I’ve read a few people online state that the resulting starter should smell like lemon juice, and should never smell putrid, otherwise it indicates the wrong kind of bacterial growth. I’ve also read that it will undoubtedly create the most foul smelling thing that you’ve ever smelled, and that it’s completely normal and not to worry. Sure enough, I made my starter in the morning and that night I checked on it, and it smelled like rotten vegetables. More specifically, like really strong dimethyl sulfide (DMS). S-Methyl Methionine (SMM) is an amino acid present on malted barley that is formed during germination. When you get SMM hot, it creates DMS. This is why it is important in brewing to boil for at least 60 minutes, and to cool the beer as quickly as possible: you are trying to boil off as much SMM as possible and prevent it from forming DMS in the finished beer. Leave a bag of spinach in your car all day during the summer and you will know what DMS smells like. Or, it can often times smell like creamed corn.
I found the smell of my starter disturbing, but I didn’t worry too much about it, since I assumed the SMM on the barley had turned into DMS due to the temperature. The next day the rotten vegetable smell dissipated and it turned more into a creamed corn smell. It’s a better smell, but still not ideal. Either way, I dreaded having to tasting it and subsequently add it to my beer. Then, about 60 hours after making the starter, I checked on it and the creamed corn smell was gone! Instead, it smelled sharply sour, and a bit lemony. At this point, I noticed a thin white pellicle starting to form on the surface of the starter (above photo). I get mixed answers on whether lacto creates a pellicle, or if instead it’s actually a sign of brettanomyces. Either way, it should always be white. Green or blue indicate mold growth, which is not at all what you are looking for. By the next morning the pellicle was very large and bubbly (see topmost photo).
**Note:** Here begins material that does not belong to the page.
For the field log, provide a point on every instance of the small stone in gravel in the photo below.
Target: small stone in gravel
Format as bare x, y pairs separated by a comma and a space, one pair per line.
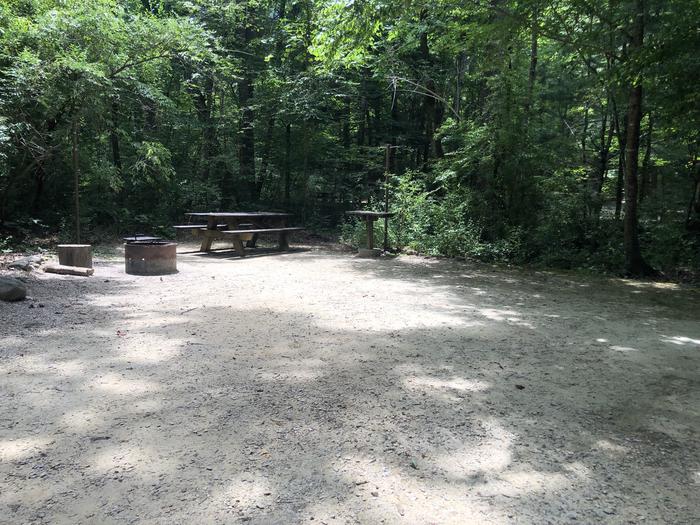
12, 289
One thing that I noticed when checking on the starter, was a small amount of bubbles rising up through the starter and collecting at the top. This is a sign of a heterofermentative strain of lactobacillus, versus a homofermentative strain. A homofermentative strain would convert sugar into only lactic acid. A heterofermentative strain would convert sugar into lactic acid, carbon dioxide, and/or ethanol. The reason to keep this in mind, is because when taking gravity readings, they may not be 100% accurate when figuring out the alcohol content if a heterofermentative strain was used, as this would lower gravity, but not necessarily because of an increase in alcohol. There’s a very wide range of lactobacillus strains, each differing in how it metabolizes different sugars. Additionally, because heterofermentative strains create more byproducts than just lactic acid, less lactic acid is created then when compared to a homofermentative strain. By culturing lacto off of grain, it is very likely that there are multiple strains being grown, however you would need a microscope and and a good idea of what the hell you are doing to actually know what is going on in there.
I don’t have the equipment to do cell counts and tell you exactly when the starter is ready to pitch into a beer. I would assume that once the smell is pleasant, it’s likely safe. Depending on how you intend on using the lacto would be a factor on what pitching rate you would want to have.
I planned on using this in an upcoming sour beer. I’ve never done this before so going into all of this, I had no idea what would happen. As of this time the beer is still fermenting, but thus far I can say that I either got a super heterofermentative lacto strain, or I also grew quite a bit of some sort of wild yeast.